Two young women were having soup at the next table; one of them was on the phone. “I’ve a lot of shopping still to do,” she said. “I’ll be home when I’m ready.” Then she hung up.
“That’s the way to talk to him,” her friend said, and they laughed with the relish of women who enjoy telling men what to do. At another table, two men were talking about abortion with the pernickety precision of men who enjoy telling women what to do.
One was blond and magisterial; a preacher man in modern clothes. The other was a pimpled youth with greasy black hair, denim trousers, cheap shoes, and a face as derelict as the moon.
“People who defy God will burn,” the blond man whispered, “including the women.” I nearly choked on my apple tart as I realised he was serious.

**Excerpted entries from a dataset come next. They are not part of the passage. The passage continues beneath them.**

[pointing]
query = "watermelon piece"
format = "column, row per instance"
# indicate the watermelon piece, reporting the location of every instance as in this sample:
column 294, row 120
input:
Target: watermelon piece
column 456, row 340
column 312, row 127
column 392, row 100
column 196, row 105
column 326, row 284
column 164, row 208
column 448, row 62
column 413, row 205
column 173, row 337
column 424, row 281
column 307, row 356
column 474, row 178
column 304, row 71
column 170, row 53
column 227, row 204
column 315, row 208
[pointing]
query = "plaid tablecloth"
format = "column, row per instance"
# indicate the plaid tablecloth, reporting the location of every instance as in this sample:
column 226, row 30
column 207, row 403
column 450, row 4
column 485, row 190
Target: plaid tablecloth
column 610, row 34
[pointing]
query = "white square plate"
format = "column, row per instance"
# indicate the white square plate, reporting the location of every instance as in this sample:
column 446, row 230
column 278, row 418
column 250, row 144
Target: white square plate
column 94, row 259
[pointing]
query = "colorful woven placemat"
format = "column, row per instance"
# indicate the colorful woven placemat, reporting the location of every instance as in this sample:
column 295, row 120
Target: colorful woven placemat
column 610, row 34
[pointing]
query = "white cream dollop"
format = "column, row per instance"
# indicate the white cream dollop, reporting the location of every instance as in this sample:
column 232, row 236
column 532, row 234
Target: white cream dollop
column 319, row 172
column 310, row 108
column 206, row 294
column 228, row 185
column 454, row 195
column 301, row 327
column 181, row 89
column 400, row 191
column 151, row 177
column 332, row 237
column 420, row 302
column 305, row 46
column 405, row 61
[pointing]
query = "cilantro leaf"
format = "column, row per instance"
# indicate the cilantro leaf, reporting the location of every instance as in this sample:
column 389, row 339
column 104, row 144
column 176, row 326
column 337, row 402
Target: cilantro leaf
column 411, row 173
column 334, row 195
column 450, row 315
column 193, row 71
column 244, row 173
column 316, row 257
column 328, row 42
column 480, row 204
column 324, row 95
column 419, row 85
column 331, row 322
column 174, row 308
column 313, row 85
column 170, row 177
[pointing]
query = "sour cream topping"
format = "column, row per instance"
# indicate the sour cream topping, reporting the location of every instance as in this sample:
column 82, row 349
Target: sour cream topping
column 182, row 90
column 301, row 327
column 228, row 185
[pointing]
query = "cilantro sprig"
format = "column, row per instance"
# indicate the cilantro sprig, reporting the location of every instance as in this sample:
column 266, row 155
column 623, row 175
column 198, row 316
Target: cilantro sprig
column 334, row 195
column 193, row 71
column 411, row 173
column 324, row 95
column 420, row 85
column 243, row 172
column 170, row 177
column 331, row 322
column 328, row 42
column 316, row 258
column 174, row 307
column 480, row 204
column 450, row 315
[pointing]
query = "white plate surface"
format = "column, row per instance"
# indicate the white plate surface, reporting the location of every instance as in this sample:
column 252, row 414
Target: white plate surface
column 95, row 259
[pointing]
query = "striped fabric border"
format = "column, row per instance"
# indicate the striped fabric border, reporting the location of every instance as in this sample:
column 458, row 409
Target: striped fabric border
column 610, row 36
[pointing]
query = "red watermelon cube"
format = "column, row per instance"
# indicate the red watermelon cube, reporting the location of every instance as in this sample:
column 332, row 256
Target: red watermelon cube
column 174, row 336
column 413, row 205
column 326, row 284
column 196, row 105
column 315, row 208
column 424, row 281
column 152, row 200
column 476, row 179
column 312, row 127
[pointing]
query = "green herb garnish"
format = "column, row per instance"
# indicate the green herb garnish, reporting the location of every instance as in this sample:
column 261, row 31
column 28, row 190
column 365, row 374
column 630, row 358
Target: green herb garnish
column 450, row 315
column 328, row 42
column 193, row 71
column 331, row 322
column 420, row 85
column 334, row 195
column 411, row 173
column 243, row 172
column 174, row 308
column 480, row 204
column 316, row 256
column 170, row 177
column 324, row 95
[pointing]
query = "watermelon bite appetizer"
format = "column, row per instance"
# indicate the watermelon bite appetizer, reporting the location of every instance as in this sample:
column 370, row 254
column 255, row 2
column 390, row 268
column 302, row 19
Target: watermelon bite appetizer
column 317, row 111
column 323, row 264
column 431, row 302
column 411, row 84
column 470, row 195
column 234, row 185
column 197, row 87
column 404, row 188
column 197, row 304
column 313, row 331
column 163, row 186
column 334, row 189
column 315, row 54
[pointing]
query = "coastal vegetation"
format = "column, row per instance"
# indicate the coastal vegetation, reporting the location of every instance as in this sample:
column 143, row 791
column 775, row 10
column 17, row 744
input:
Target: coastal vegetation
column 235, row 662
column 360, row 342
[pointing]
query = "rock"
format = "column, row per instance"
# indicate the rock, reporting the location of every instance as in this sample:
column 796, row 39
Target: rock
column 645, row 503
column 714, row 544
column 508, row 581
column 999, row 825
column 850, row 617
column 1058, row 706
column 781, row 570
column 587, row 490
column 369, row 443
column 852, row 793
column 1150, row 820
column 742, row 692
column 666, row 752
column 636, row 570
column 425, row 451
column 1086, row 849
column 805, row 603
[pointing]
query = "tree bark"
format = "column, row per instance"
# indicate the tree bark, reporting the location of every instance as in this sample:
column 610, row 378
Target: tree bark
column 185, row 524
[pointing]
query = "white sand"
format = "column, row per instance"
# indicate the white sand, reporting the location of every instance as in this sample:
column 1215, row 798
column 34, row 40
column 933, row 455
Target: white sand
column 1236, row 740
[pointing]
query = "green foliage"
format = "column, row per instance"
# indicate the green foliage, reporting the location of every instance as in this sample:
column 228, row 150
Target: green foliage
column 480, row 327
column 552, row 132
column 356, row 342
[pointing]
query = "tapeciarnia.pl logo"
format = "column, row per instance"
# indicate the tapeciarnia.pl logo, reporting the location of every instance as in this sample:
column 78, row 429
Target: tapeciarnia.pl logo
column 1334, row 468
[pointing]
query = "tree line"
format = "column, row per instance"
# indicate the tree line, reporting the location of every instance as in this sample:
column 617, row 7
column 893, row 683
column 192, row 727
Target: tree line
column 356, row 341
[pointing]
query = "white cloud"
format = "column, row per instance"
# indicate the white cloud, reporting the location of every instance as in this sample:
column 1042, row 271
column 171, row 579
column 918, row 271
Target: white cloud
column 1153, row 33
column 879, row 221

“And they will have bodies in hell,” he added. “Bodies that can experience pain.” “Hard to imagine,” said the milky boy, his face contorting as if he was constipated.
“It’s three o’clock,” the magisterial man declared, looking at his chunky gold watch. “I have an appointment.” Before he left, he went to the toilet, leaving the milky-faced wretch to pay through the nose for the mince pies they had been picking at.
I was reminded of an ancient folktale I saw satirised in an art exhibition in Paris recently, in which a woman was being chastised by her granny: “Your hot p***y will land you in hell,” the old woman screamed in the art video. “You will hang from a hook by your tongue while flames leap up and singe your thighs through all eternity.”
I would have enjoyed a chat with the blond preacher about art or satire but he looked as if he was in a hurry as he emerged from the loo so I let the moment pass. And besides, the General had arrived in a great fluster, like a walrus in a storm. “I’m having erotic dreams,” the General confessed. “Clearly it’s a sign that my health is improving.”
I didn’t want more information, but he insisted. “I’ve endured another winter of depression,” he explained, “but I think I’m out of the woods now. I dreamt last night that I saw Sandra Bullock beside my bed, in a nurse’s uniform holding a syringe.”
“That doesn’t sound very erotic,” I said, and I suggested that his pyjamas might be to blame; the ones his ex-wife gave him for Christmas.
“She’s toying with me,” he had declared on Christmas Eve, looking at the “Medium” label on the package. “She knows bloody well I’m triple extra-large.”
“Were you wearing those pyjamas last night?” I wondered.
“As a matter of fact I was,” he admitted.
“Well that’s it,” I declared. “It’s a well established fact that wearing uncomfortable clothes in bed can induce disturbing dreams.” The General was amazed. Then I told him about hell and the preacher.
“I’m not surprised,” he said. “There’s still lots of zealots out there whose deepest desire would be to see all women hanging from their tongues over the flames of hell. But tell me this,” he added. “Has anyone ever studied the influence of pyjama bottoms on Pentecostal theology in the Irish Midlands?” I confessed I didn’t know.
Eventually, we splashed out on mince pies, those little empty mangers that Puritans once feared might turn the poor into gluttons, and suddenly the General’s eyes bulged like a bull in an abattoir as a terrible thought arrested his mind.
“I wonder,” he whispered, “what kind of pyjamas the bishops favour?” I said, “I haven’t a clue.”
“None of us do,” the General agreed. “As yet, none of us do.” And we both fell silent.